Круг Девятирога - страница 27



– Вот он, хватай его! – завопил доносчик, и моё плечо будто зажали в тиски. Я оглянулся. Оказалось, что в этот раз Тринез пришёл не один, а привёл с собой стражника и ещё четырёх человек. Эти четверо, как-то зло прищуриваясь, вглядывались в моё лицо. Особенно злым показался мне один из них, лысина которого представляла собой огромный рубец, как будто в недавнем прошлом на нём вспыхнули и в момент сгорели все волосы. Из всей компании только держащий меня стражник оставался непробиваемо-спокойным. Глядя на него снизу вверх, я, несмотря на дрожь в коленях и холодок под ложечкой, почувствовал невольное восхищение. Это было что-то! Боевая машина десанта в образе человека! От него прямо-таки веяло непреодолимой мощью и смертью. Касерен, отважно бросившийся меня защищать, куклой отлетел к стене, получив короткий удар левой рукой, и остался лежать без движения, а равнодушное выражение на бородатом лице стражника не изменилось ни на миг.

– Ну что, узнаёшь обидчика? – спросил Тринез лысого.

– Как не узнать, узнал! Такого урода трудно забыть!

– Он, точно он,– закивали головами трое остальных.– Ни с кем эту образину спутать невозможно.

– Ну что, крысобакин сын, попался? – зашипел лысый мне в лицо и, похлопав себя по уродливой плеши, спросил.– Где же те роскошные кудри, которые должны были вырасти после применения твоего бальзама?! Смотри, гадёныш, что стало с моей головой! И за это я заплатил целый катим! Но я с тобой ещё не до конца рассчитался. Вот тебе!

С этими словами он плюнул мне в лицо: ещё один привет от слишком уж часто поминаемого мною Посланника. А лысый продолжал:

– Но окончательно рассчитавшимся с тобою я буду считать себя только тогда, когда собственными глазами увижу, как тебе на медленном огне отжарят левую ногу, как это положено за незаконное врачевание.

– А кроме незаконного врачевания этот мошенник обвиняется в принадлежности к привольным! И я сам, и трактирщик слышали, как он это собственноустно признал! – провозгласил Тринез.

Бледный трактирщик стоял за своей стойкой ни жив, ни мертв, опустив глаза.

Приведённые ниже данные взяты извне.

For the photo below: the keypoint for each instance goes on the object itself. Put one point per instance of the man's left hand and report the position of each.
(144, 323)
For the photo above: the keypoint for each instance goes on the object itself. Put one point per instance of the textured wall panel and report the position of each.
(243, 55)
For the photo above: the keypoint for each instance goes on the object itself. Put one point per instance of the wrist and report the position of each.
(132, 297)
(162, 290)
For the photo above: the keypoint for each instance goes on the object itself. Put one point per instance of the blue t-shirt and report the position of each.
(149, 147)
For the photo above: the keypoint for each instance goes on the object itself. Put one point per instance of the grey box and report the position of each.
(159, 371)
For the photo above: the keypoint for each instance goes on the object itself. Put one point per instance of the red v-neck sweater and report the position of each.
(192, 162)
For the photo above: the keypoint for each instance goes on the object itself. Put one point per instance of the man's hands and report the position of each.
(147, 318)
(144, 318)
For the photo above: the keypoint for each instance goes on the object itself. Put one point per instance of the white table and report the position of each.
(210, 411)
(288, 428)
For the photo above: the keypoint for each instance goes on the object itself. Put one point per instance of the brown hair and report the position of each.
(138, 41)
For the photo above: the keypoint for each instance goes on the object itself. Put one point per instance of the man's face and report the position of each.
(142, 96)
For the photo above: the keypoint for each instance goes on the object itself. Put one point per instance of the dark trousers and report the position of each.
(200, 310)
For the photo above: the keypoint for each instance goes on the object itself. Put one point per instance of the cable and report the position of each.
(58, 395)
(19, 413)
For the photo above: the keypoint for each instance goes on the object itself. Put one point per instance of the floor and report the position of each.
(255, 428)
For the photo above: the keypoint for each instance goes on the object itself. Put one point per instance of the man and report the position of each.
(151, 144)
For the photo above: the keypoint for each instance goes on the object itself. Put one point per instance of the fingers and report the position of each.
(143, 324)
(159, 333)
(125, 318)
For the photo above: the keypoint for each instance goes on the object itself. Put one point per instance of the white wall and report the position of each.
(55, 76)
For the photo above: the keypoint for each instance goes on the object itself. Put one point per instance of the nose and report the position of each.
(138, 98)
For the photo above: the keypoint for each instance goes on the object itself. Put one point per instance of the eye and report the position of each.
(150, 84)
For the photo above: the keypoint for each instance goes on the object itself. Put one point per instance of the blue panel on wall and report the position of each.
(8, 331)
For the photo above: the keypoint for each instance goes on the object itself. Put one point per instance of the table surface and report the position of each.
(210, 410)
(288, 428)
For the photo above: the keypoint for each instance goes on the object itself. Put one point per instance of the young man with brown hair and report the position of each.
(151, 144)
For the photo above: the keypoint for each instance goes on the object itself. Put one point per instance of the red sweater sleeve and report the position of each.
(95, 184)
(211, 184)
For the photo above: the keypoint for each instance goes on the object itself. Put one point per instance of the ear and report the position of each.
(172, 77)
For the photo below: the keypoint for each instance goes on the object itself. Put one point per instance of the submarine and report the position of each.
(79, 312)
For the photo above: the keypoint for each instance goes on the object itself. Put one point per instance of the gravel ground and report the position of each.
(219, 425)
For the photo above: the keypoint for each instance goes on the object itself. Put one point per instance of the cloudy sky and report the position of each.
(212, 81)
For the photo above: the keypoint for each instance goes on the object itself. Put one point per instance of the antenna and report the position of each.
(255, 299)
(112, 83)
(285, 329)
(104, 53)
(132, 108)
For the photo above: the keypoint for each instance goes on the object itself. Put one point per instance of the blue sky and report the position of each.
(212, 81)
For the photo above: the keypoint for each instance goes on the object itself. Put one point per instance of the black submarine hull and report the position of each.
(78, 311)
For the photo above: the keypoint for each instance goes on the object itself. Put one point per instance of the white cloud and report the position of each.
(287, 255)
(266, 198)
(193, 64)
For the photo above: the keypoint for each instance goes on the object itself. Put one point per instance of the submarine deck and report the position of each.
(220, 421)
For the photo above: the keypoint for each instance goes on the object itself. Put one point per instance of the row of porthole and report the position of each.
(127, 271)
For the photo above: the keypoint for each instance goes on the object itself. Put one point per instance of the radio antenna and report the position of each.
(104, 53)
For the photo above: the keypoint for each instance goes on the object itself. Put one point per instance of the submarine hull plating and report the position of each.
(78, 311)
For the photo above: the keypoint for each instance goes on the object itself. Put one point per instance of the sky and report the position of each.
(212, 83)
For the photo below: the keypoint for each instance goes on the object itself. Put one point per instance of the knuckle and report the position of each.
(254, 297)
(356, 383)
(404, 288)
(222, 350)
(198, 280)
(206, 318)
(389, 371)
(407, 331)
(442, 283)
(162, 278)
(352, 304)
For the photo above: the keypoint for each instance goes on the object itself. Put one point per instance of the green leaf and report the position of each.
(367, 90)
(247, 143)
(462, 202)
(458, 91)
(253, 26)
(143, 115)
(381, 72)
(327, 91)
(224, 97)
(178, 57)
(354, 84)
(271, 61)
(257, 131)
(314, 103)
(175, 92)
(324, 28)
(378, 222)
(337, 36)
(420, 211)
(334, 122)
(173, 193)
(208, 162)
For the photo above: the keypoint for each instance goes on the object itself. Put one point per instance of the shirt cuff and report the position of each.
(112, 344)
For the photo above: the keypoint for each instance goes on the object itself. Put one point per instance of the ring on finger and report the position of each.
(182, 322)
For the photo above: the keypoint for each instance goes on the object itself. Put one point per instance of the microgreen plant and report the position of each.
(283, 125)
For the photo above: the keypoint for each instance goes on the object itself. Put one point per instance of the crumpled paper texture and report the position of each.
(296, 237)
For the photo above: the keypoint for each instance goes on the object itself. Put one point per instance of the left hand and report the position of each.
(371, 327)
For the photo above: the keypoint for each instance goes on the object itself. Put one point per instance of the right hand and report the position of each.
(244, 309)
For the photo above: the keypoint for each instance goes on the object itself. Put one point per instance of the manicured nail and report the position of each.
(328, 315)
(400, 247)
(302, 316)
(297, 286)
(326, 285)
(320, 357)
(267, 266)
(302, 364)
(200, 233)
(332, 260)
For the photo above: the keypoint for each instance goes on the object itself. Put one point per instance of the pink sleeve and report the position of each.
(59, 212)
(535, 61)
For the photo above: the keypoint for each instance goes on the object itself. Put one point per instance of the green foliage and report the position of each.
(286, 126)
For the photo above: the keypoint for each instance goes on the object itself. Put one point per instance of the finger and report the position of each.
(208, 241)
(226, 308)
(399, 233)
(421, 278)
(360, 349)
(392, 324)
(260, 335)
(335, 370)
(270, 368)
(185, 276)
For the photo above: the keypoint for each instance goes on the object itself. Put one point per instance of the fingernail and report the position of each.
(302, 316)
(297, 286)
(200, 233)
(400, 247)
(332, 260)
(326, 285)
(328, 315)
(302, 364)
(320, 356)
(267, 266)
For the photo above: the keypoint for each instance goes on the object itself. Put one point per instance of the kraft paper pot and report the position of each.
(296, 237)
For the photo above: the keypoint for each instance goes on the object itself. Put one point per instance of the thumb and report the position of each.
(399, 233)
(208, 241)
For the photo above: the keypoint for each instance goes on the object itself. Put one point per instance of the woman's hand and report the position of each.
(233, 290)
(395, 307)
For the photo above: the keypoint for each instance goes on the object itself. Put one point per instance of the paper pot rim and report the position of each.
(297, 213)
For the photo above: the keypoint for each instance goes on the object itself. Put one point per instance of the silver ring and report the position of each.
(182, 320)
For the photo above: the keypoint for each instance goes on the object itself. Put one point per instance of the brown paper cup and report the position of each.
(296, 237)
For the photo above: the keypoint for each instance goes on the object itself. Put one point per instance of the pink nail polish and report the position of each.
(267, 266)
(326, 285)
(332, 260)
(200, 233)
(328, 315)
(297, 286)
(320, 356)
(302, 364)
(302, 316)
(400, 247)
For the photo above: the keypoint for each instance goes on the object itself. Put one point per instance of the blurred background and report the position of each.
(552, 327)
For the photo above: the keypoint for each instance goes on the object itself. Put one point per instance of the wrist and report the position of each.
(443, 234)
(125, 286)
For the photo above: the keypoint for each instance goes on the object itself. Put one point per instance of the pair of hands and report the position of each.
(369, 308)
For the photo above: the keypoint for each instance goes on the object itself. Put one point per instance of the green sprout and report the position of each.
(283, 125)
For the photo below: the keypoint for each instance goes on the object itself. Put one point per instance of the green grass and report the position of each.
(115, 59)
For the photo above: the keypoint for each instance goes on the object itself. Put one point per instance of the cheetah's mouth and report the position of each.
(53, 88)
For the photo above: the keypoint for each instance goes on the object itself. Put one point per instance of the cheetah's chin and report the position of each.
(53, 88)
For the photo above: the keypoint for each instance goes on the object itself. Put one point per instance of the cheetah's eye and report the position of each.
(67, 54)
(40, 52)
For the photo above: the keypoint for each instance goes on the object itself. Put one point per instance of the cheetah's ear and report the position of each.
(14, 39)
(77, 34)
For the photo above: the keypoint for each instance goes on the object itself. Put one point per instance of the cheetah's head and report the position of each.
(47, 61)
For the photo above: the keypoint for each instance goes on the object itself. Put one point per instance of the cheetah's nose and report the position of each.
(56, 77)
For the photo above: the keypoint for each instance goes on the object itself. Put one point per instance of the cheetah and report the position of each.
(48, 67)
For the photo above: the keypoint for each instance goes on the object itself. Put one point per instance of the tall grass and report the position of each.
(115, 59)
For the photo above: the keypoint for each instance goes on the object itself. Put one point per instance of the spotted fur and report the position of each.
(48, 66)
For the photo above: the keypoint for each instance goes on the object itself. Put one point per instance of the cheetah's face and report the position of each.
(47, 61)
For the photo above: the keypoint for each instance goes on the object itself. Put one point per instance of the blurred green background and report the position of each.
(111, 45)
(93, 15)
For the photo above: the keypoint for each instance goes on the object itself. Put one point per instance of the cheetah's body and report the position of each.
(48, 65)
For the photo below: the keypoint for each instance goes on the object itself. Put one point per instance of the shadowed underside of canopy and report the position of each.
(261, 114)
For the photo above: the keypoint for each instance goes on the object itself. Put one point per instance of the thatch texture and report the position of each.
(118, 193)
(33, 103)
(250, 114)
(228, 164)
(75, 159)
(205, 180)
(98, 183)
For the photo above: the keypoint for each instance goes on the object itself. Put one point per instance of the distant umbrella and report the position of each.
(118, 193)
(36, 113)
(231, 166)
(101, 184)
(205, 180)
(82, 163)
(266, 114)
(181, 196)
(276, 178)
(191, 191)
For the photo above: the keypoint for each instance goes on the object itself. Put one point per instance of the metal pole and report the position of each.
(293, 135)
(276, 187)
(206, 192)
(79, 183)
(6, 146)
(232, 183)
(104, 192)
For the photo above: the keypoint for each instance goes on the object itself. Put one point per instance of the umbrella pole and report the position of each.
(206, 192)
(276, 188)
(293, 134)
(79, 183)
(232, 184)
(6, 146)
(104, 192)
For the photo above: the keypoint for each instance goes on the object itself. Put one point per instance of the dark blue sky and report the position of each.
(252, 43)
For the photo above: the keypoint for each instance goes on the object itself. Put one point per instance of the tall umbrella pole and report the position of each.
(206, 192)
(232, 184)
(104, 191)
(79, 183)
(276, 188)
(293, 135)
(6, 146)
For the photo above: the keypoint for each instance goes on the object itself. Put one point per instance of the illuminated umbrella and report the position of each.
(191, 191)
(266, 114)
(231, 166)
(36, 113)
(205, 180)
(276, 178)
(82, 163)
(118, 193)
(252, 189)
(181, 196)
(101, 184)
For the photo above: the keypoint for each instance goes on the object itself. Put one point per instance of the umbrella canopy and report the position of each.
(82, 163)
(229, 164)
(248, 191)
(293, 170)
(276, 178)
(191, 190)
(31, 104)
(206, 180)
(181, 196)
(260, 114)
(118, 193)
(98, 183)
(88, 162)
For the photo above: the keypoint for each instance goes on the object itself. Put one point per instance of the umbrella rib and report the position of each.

Понятно, что он подтвердит что угодно: куда ему деваться!

– Веди его в узилище,– приказал Тринез стражнику.– И вот этого прихвати! – указал он на Асия.

– Его-то за что? – возмутился я.

– А для проверки слуха! – съехидничал доносчик.

Всю дорогу до тюрьмы стражник прошагал молча, не обращая внимания на наши с Асием трепыхания. Казалось, он просто не замечает, что в каждой руке у него дёргается по человеку. Нам оставалось только семенить рядом: ощущение такое, словно случайно зацепился за паровоз. Наше незавидное положение усугублял ещё и гнусный Тринез, вприпрыжку бегущий следом и по очереди пинающий то меня, то Асия. В промежутках между грязными ругательствами в наш адрес он самодовольно бормотал:

– Обхитрить меня хотели! До начала войны до вас никому нет дела? Как бы не так! Всех мерзавцев привольных предписано уневоливать, не глядючи ни на ночь, ни на праздник. Так что вам дополнительная наука будет: назавтра война, после, как водится, три дня празднования чьей-нибудь победы, а на пятые сутки о вас, глядишь, и вспомнят, на довольствие поставят. Тухлую воду да гнилые лепёшки принесут. То-то обрадуетесь снеди!

В тюрьме стражник впихнул нас в камеру и, погремев ключами, закрыл на большой висячий замок. Ещё некоторое время покривлявшись перед заменяющей дверь решёткой, ушёл ненавистный Тринез, ехидно пожелав нам приятных сновидений.